La ricerca senza tempo della Consapevolezza
Il velo di Maya di cui parlava Arthur Schopenhauer cadrà definitivamente e la presa del mondo sull’anima subirà un forte ridimensionamento. Tale processo di evoluzione spirituale viene descritto con varie espressioni più o meno colorite, come ad esempio risveglio spirituale, illuminazione, nirvana, moksha, etc. Ognuna di queste denominazioni fa riferimento ad aspetti peculiari del percorso di evoluzione coscienziale, ed è interessante notare come ciascuna cultura antica abbia sviluppato una propria visione della spiritualità, nonché metodi pratici per condurre una vita terrena incentrata sull’evoluzione interiore e sulla preparazione alla morte.

Il legame fra Consapevolezza e Morte

Uno dei sintomi più significativi dell’evoluzione spirituale e dell’acquisizione di un livello di consapevolezza più elevato, consiste nella revisione del concetto di morte. Essa spaventa soprattutto per via della tendenza a credere che rappresenti la fine di tutto. In realtà vita terrena ed esistenza sono due cose distinte, il che significa che l’esistenza prosegue anche dopo la fine della vita terrena, così come sussisteva già prima della nascita. L’errore che tutti noi facciamo in quanto esseri incarnati all’interno di un corpo materiale, è quello di identificarci nella nostra forma biologica. Siamo coscienti, perciò sappiamo, diversamente dagli altri animali, che prima o poi il corpo perirà. Percependoci come corpo prima ancora che come anima e spirito, temiamo che la fine della vita materiale sia la fine di tutto.

La morte è un nuovo inizio
La buona notizia è che si tratta di una paura ingiustificata! Anima e spirito sono eterni, perciò a morire sono soltanto mente e corpo, almeno fino alla successiva incarnazione. In aggiunta è bene specificare che la mente è, in un certo senso, dura a morire. Ciò significa che un individuo fortemente radicato nell’ego e nelle sue presunte sicurezze di stampo terreno, tenderà a portarsi appresso tale fardello anche dopo l’abbandono del corpo. <<Come in alto, così in basso>>, e viceversa.
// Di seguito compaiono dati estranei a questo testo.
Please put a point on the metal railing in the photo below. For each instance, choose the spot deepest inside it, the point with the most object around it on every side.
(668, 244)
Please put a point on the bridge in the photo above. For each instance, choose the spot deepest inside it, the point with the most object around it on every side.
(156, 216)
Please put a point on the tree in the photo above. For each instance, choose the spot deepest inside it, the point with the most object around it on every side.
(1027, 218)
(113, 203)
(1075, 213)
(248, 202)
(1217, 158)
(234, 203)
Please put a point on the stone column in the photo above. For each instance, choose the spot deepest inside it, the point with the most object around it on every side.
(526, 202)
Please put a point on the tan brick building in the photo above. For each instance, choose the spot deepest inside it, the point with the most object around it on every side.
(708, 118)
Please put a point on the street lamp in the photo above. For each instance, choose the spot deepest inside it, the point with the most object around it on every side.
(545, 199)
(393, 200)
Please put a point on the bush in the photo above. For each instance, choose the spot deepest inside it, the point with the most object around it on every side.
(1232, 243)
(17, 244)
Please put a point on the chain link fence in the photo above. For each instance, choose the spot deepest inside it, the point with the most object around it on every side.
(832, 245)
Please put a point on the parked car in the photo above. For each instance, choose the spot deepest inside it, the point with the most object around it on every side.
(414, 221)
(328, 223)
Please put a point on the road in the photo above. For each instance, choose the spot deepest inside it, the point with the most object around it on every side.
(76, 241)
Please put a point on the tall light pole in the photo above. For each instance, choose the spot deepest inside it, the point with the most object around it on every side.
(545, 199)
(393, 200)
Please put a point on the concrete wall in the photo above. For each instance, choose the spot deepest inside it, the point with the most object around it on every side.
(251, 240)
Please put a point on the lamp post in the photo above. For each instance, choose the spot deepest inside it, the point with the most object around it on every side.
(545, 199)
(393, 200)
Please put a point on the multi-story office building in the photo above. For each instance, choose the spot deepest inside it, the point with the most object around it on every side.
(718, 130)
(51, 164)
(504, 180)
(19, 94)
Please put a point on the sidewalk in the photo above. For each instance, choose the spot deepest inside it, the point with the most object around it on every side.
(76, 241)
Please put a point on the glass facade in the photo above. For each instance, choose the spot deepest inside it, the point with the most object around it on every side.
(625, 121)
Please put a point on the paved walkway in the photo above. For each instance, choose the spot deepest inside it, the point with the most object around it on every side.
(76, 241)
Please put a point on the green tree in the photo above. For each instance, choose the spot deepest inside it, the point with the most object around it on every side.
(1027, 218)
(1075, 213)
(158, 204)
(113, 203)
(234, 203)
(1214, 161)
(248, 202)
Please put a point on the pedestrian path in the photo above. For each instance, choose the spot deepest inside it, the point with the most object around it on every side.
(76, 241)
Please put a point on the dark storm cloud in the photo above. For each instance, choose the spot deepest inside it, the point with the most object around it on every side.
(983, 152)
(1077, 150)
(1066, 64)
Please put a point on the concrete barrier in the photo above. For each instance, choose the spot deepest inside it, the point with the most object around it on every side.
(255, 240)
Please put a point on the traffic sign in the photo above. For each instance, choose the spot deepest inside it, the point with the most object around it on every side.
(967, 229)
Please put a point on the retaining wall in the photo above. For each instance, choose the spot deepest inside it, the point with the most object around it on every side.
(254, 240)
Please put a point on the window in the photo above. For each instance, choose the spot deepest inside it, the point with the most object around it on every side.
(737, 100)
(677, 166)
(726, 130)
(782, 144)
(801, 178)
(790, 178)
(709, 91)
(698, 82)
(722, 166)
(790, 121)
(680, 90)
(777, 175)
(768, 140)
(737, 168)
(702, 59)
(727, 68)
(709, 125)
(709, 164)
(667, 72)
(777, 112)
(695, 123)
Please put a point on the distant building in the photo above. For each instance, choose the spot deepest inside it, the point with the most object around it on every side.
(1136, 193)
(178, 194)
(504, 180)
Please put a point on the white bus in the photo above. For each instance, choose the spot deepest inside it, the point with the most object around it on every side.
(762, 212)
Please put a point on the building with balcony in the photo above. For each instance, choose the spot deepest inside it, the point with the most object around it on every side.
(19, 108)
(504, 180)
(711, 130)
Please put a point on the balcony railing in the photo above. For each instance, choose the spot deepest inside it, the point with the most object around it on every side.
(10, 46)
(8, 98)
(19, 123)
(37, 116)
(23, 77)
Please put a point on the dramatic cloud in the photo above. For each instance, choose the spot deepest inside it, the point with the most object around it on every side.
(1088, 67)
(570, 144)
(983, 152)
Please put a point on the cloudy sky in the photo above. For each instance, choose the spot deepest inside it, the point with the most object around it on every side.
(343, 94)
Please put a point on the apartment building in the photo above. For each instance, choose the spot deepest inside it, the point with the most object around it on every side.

C’è dunque da aspettarsi che una persona scarsamente consapevole tenda a ripetere ciclicamente le stesse scelte poiché incapace di cogliere le possibili alternative. Allo stesso modo possiamo immaginare che un individuo maggiormente consapevole disponga di un libero arbitrio più ampio, e che dopo la dipartita dal mondo terreno possa vedere le cose con più chiarezza e decidere se, e come, tornare eventualmente sulla Terra.

coscienza e consapevolezza

Conclusione

Il nostro viaggio metafisico nelle dimensioni eteree ha chiarito il legame che intercorre fra mente, anima, spirito e coscienza, ricordandoci che ogni elemento dell’universo è interconnesso e che l’evoluzione spirituale coinvolge l’essere umano nella sua interezza. Non è pensabile parlare di consapevolezza senza tirare in ballo il concetto di coscienza e dimensioni sottili, così come diverrebbe assurda l’idea di potenziare il legame con la propria anima senza prima essersi resi conto che noi siamo entità unitarie solo apparentemente divise in più componenti. Abbiamo visto come la mente umana divida e separi ogni cosa secondo il principio della dualità, facendolo per facilitare la comprensione della realtà, ma divenendo successivamente vittima delle illusioni che ne derivano.

Successivamente ci è divenuto chiaro che la consapevolezza non rappresenta una meta definita, bensì un percorso potenzialmente infinito di ricerca, il cui scopo consiste nel riunificare ciò che è stato illusoriamente diviso dalla mente vittima delle sue stesse convinzioni fuorvianti. Attraverso il recupero degli insegnamenti di Socrate, abbiamo compreso il valore del dialogo sia con se stessi che con gli altri, divenendo consapevoli del fatto che noi siamo già parte del Tutto e che le risposte sono per questa ragione da ricercarsi dentro di noi, purché riusciamo a porci le domande corrette.

Infine, abbiamo sfatato il mito della morte fisica come fine dell’esistenza, rivedendola sotto i riflettori di una nuova consapevolezza, dove l’abbandono del corpo fisico assume semplicemente i connotati di un passaggio da uno stato dell’essere ad uno differente, sebbene non necessariamente più consapevole.